(2020-04-21) Is It Time To Revive The Pattern Language

Is it Time to Revive the Pattern Language? Wiki, the methodology that powers Wikipedia, was invented by a computer scientist named Ward Cunningham to create a web-based system of the "pattern languages of programming"—an idea exported from architect Christopher Alexander's 1977 classic.

Pattern languages are, at heart, nothing more than "a method of describing good design practices or patterns of useful organization within a field of expertise,"

The genius of the method is that each pattern is nested within many other patterns, connected by hyperlinks, to form a relational web-network.

Pattern languages have had other phenomenal applications too, growing out of software (leading directly to Agile, Extreme Programming, and Scrum) and also an astonishing range of other fields, from molecular biology to sociology to engineering to manufacturing to seemingly countless others. One can find online citations to papers on pattern languages for music composition, pattern languages for weddings, and even pattern languages for writing patterns(!).

The one field that has lagged most conspicuously is, curiously, the very one for which pattern languages were invented: the built environment.

perhaps the most powerful explanation is the very success of the 1977 book. Resembling nothing so much as bible, A Pattern Language is full of pronouncements that were forever locked in print, and never allowed to be tested and refined. The cult-like veneration shown by some was matched only by the contempt held by others. Yet this outcome was contrary to the explicit aims of the authors, as they made clear in the introduction... But that evolution never happened

So what can be done now to push forward more productive work in the built environment? Two developments offer an opportunity for a fresh start. One of them is the development of a new framework agreement on urbanization, adopted by acclamation by all 193 countries of the United Nations, and known as the New Urban Agenda (New Urbanism). Many of the elements of the New Urban Agenda can be expressed in pattern-like forms, offering the potential for a new collection of patterns based on this document.

The other development is a new generation of wiki, authored by the original inventor. This federated wiki allows copies to be made, shared and altered more easily, using handheld or desktop devices. Its limitations are as broad as the limitations of new app capabilities—data calculations and modeling, field measurements, augmented reality visualization, and a host of other new capabilities unimagined by the original pattern language authors.

Accordingly, our team, based at the Centre for the Future of Places at KTH University in Stockholm and at Sustasis Foundation in Portland, Oregon, have partnered with Ward Cunningham and other collaborators to develop a new pattern language collection, together with a companion wiki. A New Pattern Language for Growing Regions contains 80 new patterns, many encapsulating elements of the New Urban Agenda. The companion wiki, at http://npl.wiki, contains the same patterns in wiki form.

The new patterns reflect not only the New Urban Agenda, but the new thinking about urbanization and its requirements for a more sustainable age—reformist ideas going back to the work of Jane Jacobs and others.

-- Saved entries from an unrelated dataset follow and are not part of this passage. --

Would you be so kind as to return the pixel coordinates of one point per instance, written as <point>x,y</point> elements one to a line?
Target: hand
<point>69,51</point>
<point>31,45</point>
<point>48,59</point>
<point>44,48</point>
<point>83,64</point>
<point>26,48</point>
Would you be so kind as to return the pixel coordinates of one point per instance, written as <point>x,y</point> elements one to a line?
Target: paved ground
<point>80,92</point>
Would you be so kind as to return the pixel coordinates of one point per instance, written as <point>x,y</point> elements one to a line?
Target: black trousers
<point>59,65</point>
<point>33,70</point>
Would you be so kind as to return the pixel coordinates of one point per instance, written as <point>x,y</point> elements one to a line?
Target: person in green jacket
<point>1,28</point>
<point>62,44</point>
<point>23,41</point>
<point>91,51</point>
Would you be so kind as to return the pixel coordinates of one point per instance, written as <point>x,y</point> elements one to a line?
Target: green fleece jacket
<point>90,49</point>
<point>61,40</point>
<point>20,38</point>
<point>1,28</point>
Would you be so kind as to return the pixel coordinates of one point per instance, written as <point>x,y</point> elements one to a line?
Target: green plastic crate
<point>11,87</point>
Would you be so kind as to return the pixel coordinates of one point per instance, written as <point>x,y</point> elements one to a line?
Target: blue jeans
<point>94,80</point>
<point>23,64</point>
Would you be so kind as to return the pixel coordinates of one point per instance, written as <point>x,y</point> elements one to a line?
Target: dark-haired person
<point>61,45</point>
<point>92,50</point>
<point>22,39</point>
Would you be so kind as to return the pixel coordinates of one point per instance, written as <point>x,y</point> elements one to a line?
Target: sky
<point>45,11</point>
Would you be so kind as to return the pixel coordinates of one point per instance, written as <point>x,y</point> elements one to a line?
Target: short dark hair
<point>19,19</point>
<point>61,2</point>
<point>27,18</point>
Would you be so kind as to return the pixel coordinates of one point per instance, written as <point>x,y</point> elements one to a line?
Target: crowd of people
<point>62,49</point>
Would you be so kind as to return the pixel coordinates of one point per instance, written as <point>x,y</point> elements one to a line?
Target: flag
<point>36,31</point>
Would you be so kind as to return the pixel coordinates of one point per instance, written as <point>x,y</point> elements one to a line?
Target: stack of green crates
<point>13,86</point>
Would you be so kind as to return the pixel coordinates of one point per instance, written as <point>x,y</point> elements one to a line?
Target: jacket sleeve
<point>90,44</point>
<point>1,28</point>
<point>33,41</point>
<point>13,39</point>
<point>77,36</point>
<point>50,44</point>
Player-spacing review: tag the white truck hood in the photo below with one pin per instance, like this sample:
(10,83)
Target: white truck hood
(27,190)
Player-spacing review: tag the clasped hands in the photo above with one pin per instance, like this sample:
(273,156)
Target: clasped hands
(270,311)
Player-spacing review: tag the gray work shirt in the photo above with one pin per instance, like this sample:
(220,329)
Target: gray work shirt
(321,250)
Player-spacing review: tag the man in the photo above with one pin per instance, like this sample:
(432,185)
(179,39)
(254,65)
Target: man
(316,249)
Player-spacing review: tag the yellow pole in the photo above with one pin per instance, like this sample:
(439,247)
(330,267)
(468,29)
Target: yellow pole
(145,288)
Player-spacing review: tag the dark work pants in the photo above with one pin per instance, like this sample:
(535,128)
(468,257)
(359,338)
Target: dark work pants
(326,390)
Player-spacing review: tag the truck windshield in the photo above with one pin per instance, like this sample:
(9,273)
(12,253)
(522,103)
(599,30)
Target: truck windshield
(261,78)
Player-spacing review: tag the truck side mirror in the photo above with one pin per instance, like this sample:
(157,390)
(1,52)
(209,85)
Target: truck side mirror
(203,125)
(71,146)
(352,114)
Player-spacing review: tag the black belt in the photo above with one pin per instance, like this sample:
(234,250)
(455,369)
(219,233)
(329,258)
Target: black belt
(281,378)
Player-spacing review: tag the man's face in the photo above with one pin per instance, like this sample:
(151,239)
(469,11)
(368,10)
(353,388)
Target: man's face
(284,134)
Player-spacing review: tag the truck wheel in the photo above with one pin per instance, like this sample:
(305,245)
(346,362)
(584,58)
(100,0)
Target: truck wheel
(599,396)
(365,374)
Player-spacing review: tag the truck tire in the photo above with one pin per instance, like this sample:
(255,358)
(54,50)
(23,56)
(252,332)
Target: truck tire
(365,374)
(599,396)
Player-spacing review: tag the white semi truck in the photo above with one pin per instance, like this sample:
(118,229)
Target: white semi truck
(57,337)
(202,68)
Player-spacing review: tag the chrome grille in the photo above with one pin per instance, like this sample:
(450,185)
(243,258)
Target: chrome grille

this project is meant not as an end but a beginning. The first collection of 80 patterns is only a small and partially representative sampling of what is possible, and surely necessary, as we confront a new generation of challenges

Whether or not this particular project is the spark of a revival of pattern languages in the built environment, we are convinced that such a revival is long overdue. A profound transformation is under way in our technological systems, reflected by Agile Methodology, Scrum, wiki, and yes, patterns. The transformation is driven by a recognition that the old linear methods have failed, and we need better web-networked ways of working (Network Society), built on better evidence. The current coronavirus pandemic throws these issues into sharp relief, surely.